As with testing with the PAL database, as described in
Section 4.3, comparative evaluation of performance was performed by varying the number of classes, which is the final output node of ResNet-152 in
Table 8. Since the MORPH database used in our experiments included data of people in the age range 16 to 65, the total number of age classes should be 50 (= 65 − 16 + 1). Besides using ResNet-152, we also compared the age estimation performance of various existing CNN models, such as AlexNet and ResNet-50.
As is clear from
Table 8, ResNet-152 with 17 classes (age classes divided into three-year intervals) had the lowest MAE, 5.78 years. That is, ResNet-152 including 152 layers shows higher accuracy than ResNet-50 including 50 layers and AlexNet including 8 layers. This result was lower than the results of the existing studies [
21,
22] by about 0.27–0.83 years.
The MAE with the MORPH database by our method was a little lower than that with the PAL database, as shown in
Table 6 and
Table 8. That is because the amount of training data in the MORPH database was larger than that of the PAL database.
Figure 9 shows some age estimation results by the proposed method and the previous ones. As shown in this figure, our method shows more accurate results of age estimation compared to previous methods.
4.7. Comparing Accuracy with Self-Collected Database
The real application of age estimation from blurry images is for people on the move in surveillance environments.
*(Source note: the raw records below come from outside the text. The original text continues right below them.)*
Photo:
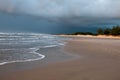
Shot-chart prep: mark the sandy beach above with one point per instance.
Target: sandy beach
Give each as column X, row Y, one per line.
column 97, row 59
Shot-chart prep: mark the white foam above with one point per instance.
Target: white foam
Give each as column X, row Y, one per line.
column 28, row 60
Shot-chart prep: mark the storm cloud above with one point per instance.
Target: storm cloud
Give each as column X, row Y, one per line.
column 63, row 8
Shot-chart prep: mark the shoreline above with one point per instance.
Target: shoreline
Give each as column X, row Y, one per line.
column 51, row 57
column 100, row 60
column 91, row 36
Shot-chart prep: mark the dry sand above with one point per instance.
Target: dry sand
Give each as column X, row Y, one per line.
column 99, row 59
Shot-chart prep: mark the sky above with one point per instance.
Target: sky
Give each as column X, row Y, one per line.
column 67, row 13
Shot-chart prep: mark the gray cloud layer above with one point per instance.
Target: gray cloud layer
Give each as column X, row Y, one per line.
column 61, row 8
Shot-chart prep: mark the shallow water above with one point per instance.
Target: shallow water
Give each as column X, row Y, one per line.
column 22, row 47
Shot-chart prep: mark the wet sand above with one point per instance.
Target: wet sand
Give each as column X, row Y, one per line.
column 98, row 59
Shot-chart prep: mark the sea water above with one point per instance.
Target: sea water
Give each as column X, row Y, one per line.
column 22, row 47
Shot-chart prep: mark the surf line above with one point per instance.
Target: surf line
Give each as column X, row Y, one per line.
column 28, row 60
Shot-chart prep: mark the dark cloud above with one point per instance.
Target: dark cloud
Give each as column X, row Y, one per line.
column 62, row 8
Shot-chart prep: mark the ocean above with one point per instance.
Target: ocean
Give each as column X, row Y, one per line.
column 22, row 47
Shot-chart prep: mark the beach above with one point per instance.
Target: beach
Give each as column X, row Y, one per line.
column 87, row 59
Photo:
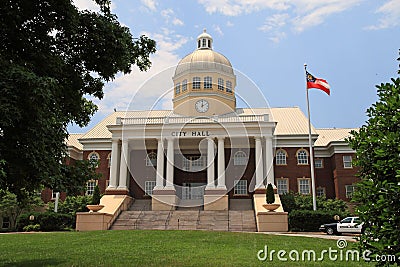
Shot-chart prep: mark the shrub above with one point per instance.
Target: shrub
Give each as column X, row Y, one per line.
column 310, row 220
column 48, row 221
column 31, row 228
column 270, row 194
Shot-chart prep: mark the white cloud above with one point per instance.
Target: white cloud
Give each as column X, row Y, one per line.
column 169, row 16
column 274, row 22
column 390, row 15
column 142, row 90
column 218, row 30
column 150, row 4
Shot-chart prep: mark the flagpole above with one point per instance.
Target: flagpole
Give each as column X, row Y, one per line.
column 311, row 147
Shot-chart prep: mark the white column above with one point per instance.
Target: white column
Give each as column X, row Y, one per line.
column 160, row 165
column 170, row 164
column 210, row 164
column 124, row 165
column 114, row 165
column 259, row 163
column 221, row 163
column 269, row 161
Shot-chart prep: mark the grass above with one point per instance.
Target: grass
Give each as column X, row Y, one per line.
column 156, row 248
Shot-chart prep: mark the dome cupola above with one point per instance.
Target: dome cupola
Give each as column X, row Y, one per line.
column 204, row 82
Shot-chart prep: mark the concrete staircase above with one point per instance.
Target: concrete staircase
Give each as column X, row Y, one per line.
column 140, row 217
In this field, even modern cameras that include the functionality of auto-focusing cannot provide sharp images due to people being in motion, as shown in
Figure 13d.
In this environment, face recognition can be considered. However, face recognition requires enrollment of the user’s face, and it performs matching with features from enrolled and input face images. However, in many applications, the user does not want to enroll his or her face due to anxiety over private face information being divulged. In addition, in applications such as analysis of the ages of visitors at shopping centers for marketing, it is difficult to enroll the faces of all visitors in advance. However, our research on age estimation does not require enrollment, and the user’s age is estimated directly from the input image without any matching. Therefore, our method can be used in various fields without causing resistance by users to enrolling their face information.
Most of the images from the PAL and MORPH databases used in our experiments show frontal faces. Because these open databases have been widely used for evaluating the accuracy of age estimation [
11,
12,
14,
16,
17,
18,
19,
20,
21,
22], we used them for comparisons with previous methods. There is no open database (providing ground-truth age information) in which faces are captured at different angles and distances, some part of the face is obscured, and real blurred images are included. Therefore, in order to conduct experiments, we gathered a self-collected database of images of 20 participants including the factors of different angles and distances, obstruction, and real blurring, which were obtained by an auto-focusing camera set 2.4 m from the ground in an indoor surveillance environment.
Figure 13 shows examples of images in this database. For fair comparison, we have made our database available to other researchers. As shown in
Figure 13d, real blurred images were captured due to people moving, in spite of the auto-focusing functionality of the camera.
As shown in
Table 10, the MAE of age estimation for different distances was as large as 8.03. That is because important features, such as wrinkles, disappear in low-resolution images captured at a far distance. Real blurred images and images from different angles did not have much effect on the accuracy of age estimation. However, in case of obstruction, MAE was a little increased. That is because the important features for age estimation around the nose and mouth could not be used for estimation.